Christian Ude steht auf der Bühne und ruft "die Lehre an diesem Ort" in die Menge: "Seid wachsam!" Es ist der Abend des 9. November, vor 100 Jahren wurde an diesem Ort, vor der Feldherrnhalle, der Hitlerputsch von der Polizei gestoppt. Jetzt findet hier eine Kundgebung gegen Hass und Hetze und Antisemitismus statt, der Verein "München ist bunt" hat sie organisiert.
"Mit einem gewissen Grant" ergänzt der Alt-Oberbürgermeister von der SPD seine Lehre: "Werdet endlich wachsam! Man muss bestimmte Wahlergebnisse zur Kenntnis nehmen und heute aktiv werden." Der Applaus ist kräftig, jede und jeder weiß, dass er die AfD meint, die es demokratisch zu bekämpfen gelte. Man müsse sich zur rechten Zeit engagieren, sagt Ude, und nicht hinterher, wenn es zu spät ist, sich beklagen, dass man leider nichts mehr tun könne. "Die Demokratie braucht starke Demokraten."

Wie viele Demokratinnen und Demokraten an diesem ganz besonderen Denk-Abend auf die Straße gehen, an dem auch an die von München ausgehende Reichspogromnacht vor 85 Jahren erinnert wird, darüber gehen die Schätzungen auseinander. Die Polizei sagt: 700. Dagegen schätzt Ude von der Bühne aus: "Tausende".
Auch SZ-Autor Heribert Prantl widmet sich in seiner Rede der AfD. Er plädiert für ein Verbot der Rechtsaußen-Partei.

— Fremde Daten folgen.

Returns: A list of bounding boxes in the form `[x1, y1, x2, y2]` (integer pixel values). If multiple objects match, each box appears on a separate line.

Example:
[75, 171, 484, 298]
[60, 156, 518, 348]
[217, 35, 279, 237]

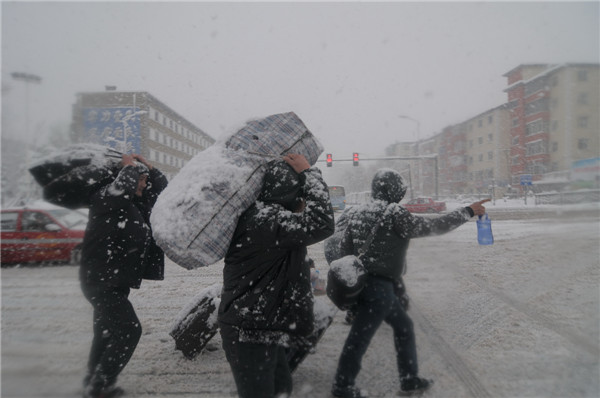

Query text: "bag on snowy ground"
[286, 299, 337, 372]
[477, 213, 494, 245]
[169, 284, 222, 359]
[323, 207, 353, 264]
[326, 254, 367, 311]
[150, 112, 323, 269]
[326, 212, 385, 311]
[29, 144, 122, 209]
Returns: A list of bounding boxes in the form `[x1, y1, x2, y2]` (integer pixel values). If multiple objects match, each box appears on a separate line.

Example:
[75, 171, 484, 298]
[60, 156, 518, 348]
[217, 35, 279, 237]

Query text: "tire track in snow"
[410, 300, 492, 398]
[452, 267, 600, 357]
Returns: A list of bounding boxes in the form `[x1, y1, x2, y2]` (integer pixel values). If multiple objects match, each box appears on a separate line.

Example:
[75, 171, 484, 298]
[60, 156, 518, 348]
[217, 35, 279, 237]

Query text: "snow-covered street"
[1, 205, 600, 398]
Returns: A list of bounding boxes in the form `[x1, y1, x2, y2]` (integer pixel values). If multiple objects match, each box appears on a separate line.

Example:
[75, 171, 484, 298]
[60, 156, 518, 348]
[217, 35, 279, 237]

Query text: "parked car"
[403, 198, 446, 213]
[0, 205, 88, 266]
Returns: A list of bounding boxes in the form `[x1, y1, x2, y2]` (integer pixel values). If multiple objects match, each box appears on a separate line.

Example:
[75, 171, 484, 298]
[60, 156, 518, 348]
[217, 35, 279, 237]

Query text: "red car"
[0, 207, 87, 266]
[403, 198, 446, 213]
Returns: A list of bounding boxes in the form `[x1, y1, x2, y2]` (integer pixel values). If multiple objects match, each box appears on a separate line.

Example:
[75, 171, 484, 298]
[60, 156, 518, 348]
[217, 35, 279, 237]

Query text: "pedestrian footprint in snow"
[218, 154, 334, 398]
[332, 169, 489, 398]
[79, 155, 167, 398]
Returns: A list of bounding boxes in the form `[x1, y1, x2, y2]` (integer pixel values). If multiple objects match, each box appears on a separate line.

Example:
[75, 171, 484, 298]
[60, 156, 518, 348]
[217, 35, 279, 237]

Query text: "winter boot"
[331, 384, 367, 398]
[400, 376, 433, 396]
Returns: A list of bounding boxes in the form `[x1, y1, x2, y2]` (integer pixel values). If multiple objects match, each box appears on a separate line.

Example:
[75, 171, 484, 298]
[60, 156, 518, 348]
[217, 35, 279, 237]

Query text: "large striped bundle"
[150, 112, 323, 269]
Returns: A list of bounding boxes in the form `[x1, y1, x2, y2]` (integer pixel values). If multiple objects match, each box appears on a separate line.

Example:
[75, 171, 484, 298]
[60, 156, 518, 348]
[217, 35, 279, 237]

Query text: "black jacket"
[219, 168, 334, 343]
[340, 169, 473, 281]
[80, 166, 167, 288]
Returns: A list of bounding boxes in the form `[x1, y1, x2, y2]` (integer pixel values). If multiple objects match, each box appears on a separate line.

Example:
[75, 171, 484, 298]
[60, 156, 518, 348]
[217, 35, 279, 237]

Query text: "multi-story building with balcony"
[504, 64, 600, 188]
[71, 90, 215, 179]
[387, 64, 600, 197]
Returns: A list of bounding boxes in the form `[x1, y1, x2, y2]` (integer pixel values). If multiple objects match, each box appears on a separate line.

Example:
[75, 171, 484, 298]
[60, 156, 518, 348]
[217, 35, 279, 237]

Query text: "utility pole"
[10, 72, 42, 203]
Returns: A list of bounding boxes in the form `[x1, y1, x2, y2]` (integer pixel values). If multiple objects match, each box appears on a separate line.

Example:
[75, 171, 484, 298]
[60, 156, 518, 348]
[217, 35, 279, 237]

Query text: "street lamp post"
[398, 115, 423, 192]
[10, 72, 42, 139]
[10, 72, 42, 203]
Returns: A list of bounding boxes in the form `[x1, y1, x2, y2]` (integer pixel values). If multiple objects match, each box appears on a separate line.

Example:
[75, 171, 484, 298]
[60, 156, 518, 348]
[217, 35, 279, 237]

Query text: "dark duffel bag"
[286, 299, 337, 372]
[326, 255, 367, 311]
[169, 284, 222, 359]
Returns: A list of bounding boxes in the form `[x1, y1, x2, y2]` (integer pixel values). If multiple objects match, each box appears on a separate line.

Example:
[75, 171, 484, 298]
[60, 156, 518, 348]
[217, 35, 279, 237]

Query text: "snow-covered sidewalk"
[1, 210, 600, 398]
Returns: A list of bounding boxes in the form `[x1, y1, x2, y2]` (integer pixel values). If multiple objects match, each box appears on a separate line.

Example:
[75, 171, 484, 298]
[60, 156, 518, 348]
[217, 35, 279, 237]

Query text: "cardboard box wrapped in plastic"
[150, 112, 323, 269]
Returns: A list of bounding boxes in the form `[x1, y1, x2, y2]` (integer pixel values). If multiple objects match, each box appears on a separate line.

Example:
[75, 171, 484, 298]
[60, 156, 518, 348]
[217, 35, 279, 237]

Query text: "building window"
[525, 140, 546, 156]
[525, 119, 546, 136]
[525, 97, 549, 115]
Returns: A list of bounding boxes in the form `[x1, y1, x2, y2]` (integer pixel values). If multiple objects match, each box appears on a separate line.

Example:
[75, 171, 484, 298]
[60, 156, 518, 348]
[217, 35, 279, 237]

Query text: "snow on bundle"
[150, 112, 323, 269]
[29, 144, 122, 209]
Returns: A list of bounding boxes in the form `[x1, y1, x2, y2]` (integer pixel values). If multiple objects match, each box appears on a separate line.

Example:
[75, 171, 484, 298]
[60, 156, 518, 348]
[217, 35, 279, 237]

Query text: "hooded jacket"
[218, 164, 334, 345]
[340, 169, 473, 281]
[80, 166, 167, 288]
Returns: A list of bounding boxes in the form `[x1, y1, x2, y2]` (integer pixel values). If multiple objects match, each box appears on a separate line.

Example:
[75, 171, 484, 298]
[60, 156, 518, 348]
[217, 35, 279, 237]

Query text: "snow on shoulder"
[330, 255, 365, 287]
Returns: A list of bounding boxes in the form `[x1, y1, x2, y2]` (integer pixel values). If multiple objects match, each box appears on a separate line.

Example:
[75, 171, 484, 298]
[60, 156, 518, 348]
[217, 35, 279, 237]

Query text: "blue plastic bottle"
[477, 213, 494, 245]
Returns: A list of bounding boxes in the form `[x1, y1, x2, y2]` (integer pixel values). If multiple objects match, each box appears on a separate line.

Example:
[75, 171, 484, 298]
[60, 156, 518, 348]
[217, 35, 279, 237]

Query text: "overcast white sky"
[2, 1, 600, 159]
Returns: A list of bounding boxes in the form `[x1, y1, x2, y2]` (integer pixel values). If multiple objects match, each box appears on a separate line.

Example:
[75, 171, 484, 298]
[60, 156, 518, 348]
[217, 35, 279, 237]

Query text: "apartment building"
[388, 64, 600, 198]
[504, 64, 600, 189]
[71, 89, 215, 179]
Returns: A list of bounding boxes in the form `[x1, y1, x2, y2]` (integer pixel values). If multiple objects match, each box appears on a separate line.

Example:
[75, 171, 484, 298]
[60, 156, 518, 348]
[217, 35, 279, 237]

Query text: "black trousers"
[219, 324, 292, 398]
[81, 283, 142, 390]
[335, 276, 419, 388]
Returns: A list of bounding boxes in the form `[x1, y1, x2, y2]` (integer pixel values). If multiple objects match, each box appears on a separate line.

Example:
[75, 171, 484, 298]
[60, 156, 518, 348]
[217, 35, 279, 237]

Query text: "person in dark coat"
[332, 169, 489, 398]
[79, 155, 167, 398]
[218, 154, 334, 398]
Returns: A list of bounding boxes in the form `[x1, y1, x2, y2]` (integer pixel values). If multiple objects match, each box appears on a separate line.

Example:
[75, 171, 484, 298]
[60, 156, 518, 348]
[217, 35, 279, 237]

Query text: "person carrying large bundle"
[79, 155, 167, 398]
[218, 154, 334, 398]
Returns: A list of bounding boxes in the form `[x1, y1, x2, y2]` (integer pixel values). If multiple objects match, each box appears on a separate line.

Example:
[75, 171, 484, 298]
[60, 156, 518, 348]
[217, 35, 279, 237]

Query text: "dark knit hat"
[133, 162, 150, 175]
[371, 169, 406, 203]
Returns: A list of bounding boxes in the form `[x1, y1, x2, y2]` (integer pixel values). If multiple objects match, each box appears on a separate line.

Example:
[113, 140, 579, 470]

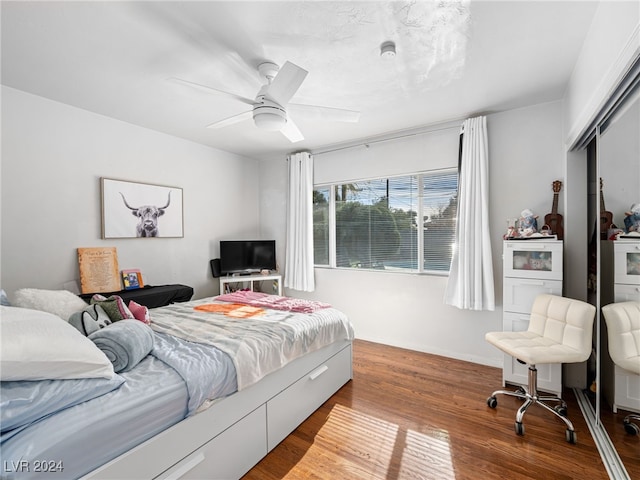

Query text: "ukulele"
[600, 178, 613, 240]
[544, 180, 564, 240]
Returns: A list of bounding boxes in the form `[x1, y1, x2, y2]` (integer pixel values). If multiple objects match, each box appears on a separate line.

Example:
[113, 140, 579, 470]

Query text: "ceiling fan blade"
[266, 62, 309, 105]
[287, 103, 360, 123]
[280, 115, 304, 143]
[169, 77, 255, 105]
[207, 110, 253, 128]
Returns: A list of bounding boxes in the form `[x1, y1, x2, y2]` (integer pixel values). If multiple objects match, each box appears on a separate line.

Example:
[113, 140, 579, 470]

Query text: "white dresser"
[612, 238, 640, 302]
[607, 238, 640, 412]
[502, 240, 562, 395]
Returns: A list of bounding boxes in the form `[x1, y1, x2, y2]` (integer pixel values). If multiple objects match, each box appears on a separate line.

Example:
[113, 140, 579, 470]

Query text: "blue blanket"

Wieder lauter Applaus. "Die Grundrechte sind nicht dafür da, um mit ihnen die Grundrechte zu bekämpfen", sagt er. "Die Demokratie darf sich nicht in die Hände ihrer Zerstörer begeben." Deshalb fordert er auch ein "politisches Aktionsverbot" für den "heimlichen Parteiführer der AfD", Björn Höcke.
Und er plädiert dafür, den führenden AfDlern in Thüringen und Sachsen-Anhalt das aktive und passive Wahlrecht zu nehmen. Das Instrument dafür sei Artikel 18 des Grundgesetzes: Wer die Freiheit der Meinungsäußerung und andere Grundrechte zum Kampf gegen die freiheitliche demokratische Grundordnung nutze, der verwirke diese Grundrechte. "Es ist höchste Zeit", ruft Prantl, "diese Instrumente zu entrosten."

Das "Nie wieder" sei "brüchiger geworden", sagt Ministerpräsident Söder
Am Nachmittag dieses Tages stehen vier Männer im Mittelpunkt, deren Namen kaum jemand kennt. Friedrich Fink, Nikolaus Hollweg, Max Schoberth, Rudolf Schraut. Die Spitze des Freistaats Bayern gedenkt der vier Landespolizisten, die sich zusammen mit Kollegen den Putschisten um Adolf Hitler in den Weg stellten und dabei getötet wurden. Auch Ministerpräsident Markus Söder (CSU) nutzt die kleine Gedenkfeier für einen Appell an alle Demokratinnen und Demokraten, sich den Rechtsextremen entgegenzustellen. "Mag die Meute auch größer werden, mag die Radikalität auch zunehmen, wir können das abwehren, wenn wir zusammenstehen."
"Nie wieder" sei das Credo der Bundesrepublik, das aber sei "brüchiger geworden" in letzter Zeit. Nie wieder: Früher habe man das in der Überzeugung gesagt, dass alle aus der Geschichte gelernt hätten, niemand irgendetwas relativieren werde. Und heute? "Die Wahrheit ist", sagt Söder, "es passiert." Anfangs leise, aber immer lauter und aggressiver. Auch Söder spricht von der AfD: Wer die Vergangenheit relativiere, "der hat was vor für die Zukunft", sagt er. "Lassen wir es nicht zu."